ZOMBIES OF THE STRATOSPHERE
(director: Fred C. Brannon; screenwriter: Ronald Davidson; cinematographer: John MacBurnie; editor: Cliff Bell; music: Stanley Wilson; cast: Judd Holdren (Larry Martin), Aline Towne (Sue Davis), Wilson Wood (Bob Wilson), Lane Bradford (Marex), Stanley Waxman (Dr. Harding), John Crawford (Roth), Craig Kelly (Mr. Steele), Ray Boyle (Shane), Leonard Nimoy (Narab), Gayle Kellogg (Dick the Rocketship Pilot); Runtime: 167; MPAA Rating: NR; producer: Franklin Adreon; Republic Pictures; 1952)
“A film that either a Martian or Ed Wood Jr. would pine for.”
Reviewed by Dennis Schwartz
A film that either a Martian or Ed Wood Jr. would pine for. Grade D serial director Fred C. Brannon (“The Invisible Monster”/”Radar Men from the Moon”/”Don Daredevil Rides Again”) comes up with a bomb that’s enjoyable in only how inept it is, as there are plenty laughs to be gotten from the stiff acting, the equally dull heroes and villains cartoonishly chasing after each other, the banal dialogue and the ludicrous story. It’s a sci-fi cliffhanger serial in 12 chapters.

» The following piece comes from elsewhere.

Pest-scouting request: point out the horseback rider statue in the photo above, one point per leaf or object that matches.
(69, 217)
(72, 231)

Security agent Larry Martin (Judd Holdren) and his team are vigilant against foreign enemies attacking the United States. Larry can fly with the aid of an experimental rocket suit, and while in flight uncovers a rocket ship from Mars has landed and are smuggling uranium. The Martians, led by a humanoid zombie named Marex (Lane Bradford), somehow have hooked up with two gangsters (don’t ask how!), Roth (John Crawford) and Shane (Ray Boyle), and have made a deal with crooked mad scientist Dr. Harding (Stanley Waxman) to build a gigantic Hydrogen bomb to blow up the world so Mars can then replace the Earth and benefit from the Earth’s livable climate. The humans will go to Mars to avoid the explosion, as they are promised that they will be the only survivors on Earth.
Larry with agents Bob Wilson (Wilson Wood) and Sue Davis (Aline Towne) spend the 12 chapters battling against these evil-doers and we are left wondering if they will save the world.
A young Leonard Nimoy has a small part as one of the humanoid zombies from Mars.